これらの保護具の定期的な点検と更新も重要な労働安全衛生機会となります。
4. 健康促進活動の展開
物理的に要求の高い業務が多いため、従業員の健康を維持するためのプログラムも労働安全衛生機会の一環です。
例えば、定期的な健康診断、運動プログラムの提供、健康に良い食事オプションの提供などが考えられます。これにより、従業員の体調を常に最良の状態に保つことができます。
5. ストレス管理と心理的支援
物品賃貸業の従業員は、顧客からの要求に応じて迅速に対応する必要があるため、心理的なストレスが高まりがちです。

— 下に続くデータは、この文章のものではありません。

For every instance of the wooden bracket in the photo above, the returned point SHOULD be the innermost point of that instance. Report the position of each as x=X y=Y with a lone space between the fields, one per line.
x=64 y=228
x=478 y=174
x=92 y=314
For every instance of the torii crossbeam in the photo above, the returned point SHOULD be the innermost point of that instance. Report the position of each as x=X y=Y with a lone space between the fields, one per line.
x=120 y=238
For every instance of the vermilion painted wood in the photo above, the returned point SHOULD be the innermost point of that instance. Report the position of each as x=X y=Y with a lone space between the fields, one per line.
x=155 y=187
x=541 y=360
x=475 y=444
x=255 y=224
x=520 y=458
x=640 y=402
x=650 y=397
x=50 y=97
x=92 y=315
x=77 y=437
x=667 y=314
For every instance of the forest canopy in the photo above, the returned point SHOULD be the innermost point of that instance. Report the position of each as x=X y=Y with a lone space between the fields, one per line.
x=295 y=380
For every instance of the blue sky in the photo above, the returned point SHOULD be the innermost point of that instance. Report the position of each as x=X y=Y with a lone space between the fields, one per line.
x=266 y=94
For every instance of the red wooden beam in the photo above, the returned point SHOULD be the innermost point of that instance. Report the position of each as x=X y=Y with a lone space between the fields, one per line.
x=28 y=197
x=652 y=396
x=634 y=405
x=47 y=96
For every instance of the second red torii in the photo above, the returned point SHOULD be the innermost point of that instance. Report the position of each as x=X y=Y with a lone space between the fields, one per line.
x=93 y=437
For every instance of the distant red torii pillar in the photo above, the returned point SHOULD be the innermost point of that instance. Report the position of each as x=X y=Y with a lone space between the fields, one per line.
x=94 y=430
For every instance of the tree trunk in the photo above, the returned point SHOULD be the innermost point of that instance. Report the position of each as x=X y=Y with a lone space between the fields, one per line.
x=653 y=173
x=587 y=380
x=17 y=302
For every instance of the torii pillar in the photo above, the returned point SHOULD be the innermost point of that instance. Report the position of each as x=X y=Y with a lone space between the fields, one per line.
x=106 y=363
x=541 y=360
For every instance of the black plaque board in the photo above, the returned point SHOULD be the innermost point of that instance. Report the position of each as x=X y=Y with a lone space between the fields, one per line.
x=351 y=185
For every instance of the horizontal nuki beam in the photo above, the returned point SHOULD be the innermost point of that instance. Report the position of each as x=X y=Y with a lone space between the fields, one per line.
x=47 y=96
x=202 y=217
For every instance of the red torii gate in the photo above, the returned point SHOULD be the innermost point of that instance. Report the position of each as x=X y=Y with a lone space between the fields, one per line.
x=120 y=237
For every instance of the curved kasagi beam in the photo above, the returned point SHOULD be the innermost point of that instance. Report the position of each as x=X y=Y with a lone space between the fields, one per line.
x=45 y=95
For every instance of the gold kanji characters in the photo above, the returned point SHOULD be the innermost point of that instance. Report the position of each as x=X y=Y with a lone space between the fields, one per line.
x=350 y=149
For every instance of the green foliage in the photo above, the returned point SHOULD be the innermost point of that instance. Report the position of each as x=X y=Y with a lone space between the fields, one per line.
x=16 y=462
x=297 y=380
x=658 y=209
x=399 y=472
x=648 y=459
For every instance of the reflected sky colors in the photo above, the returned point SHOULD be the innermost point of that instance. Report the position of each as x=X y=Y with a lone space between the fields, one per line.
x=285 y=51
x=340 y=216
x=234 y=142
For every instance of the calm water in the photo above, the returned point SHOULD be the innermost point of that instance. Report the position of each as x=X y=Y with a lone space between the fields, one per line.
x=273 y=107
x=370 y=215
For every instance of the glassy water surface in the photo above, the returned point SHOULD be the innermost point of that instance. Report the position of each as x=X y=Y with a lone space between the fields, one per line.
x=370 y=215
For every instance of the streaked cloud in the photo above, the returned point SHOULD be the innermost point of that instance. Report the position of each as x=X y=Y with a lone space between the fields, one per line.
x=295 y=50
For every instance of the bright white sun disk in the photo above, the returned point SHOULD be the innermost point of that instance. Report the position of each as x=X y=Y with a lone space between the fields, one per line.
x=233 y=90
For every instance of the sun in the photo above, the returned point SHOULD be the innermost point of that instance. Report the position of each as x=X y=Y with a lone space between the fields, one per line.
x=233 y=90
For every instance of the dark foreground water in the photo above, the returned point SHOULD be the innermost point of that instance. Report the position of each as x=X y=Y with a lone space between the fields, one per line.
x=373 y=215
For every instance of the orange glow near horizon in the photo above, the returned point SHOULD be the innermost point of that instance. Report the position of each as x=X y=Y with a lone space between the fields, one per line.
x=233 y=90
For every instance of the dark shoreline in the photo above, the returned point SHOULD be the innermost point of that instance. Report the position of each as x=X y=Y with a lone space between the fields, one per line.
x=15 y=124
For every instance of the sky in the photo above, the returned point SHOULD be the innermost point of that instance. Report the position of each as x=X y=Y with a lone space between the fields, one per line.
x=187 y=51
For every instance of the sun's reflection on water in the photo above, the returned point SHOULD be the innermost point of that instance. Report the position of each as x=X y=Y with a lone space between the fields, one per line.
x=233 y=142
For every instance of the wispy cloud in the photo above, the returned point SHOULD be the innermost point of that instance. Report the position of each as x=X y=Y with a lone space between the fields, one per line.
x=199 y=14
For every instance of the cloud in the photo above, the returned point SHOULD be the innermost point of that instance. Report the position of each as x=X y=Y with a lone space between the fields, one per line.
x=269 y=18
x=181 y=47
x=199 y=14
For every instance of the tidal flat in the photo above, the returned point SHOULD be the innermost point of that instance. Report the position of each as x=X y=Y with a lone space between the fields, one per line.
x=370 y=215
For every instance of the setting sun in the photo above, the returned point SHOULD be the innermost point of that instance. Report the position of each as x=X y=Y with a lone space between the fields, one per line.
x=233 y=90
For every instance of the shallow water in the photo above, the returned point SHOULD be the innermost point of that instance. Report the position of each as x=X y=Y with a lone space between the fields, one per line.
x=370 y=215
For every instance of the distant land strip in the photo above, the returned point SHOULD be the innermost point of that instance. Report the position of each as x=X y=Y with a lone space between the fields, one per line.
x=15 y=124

ストレス管理プログラムの導入や、心理的支援を提供することで、従業員のメンタルヘルスを保護します。これには、カウンセリングサービスの提供や、定期的な職場での社交活動の促進が含まれます。
6. 作業環境の安全性の向上
作業場の安全を確保するための投資も重要です。
例えば、作業エリアの照明を改善することで、視認性を高め、作業中の事故を防ぐことができます。また、滑りやすい床には滑り止めのマットを設置し、作業中の転倒事故のリスクを減少させることも効果的です。
これらの労働安全衛生機会を積極的に活用することで、物品賃貸業における職場の安全性と健康を向上させ、従業員の満足度と生産性の向上に寄与することができます。
ISO 45001などの労働安全衛生マネジメントシステムを基にこれらの活動を組織的に実施することが推奨されます。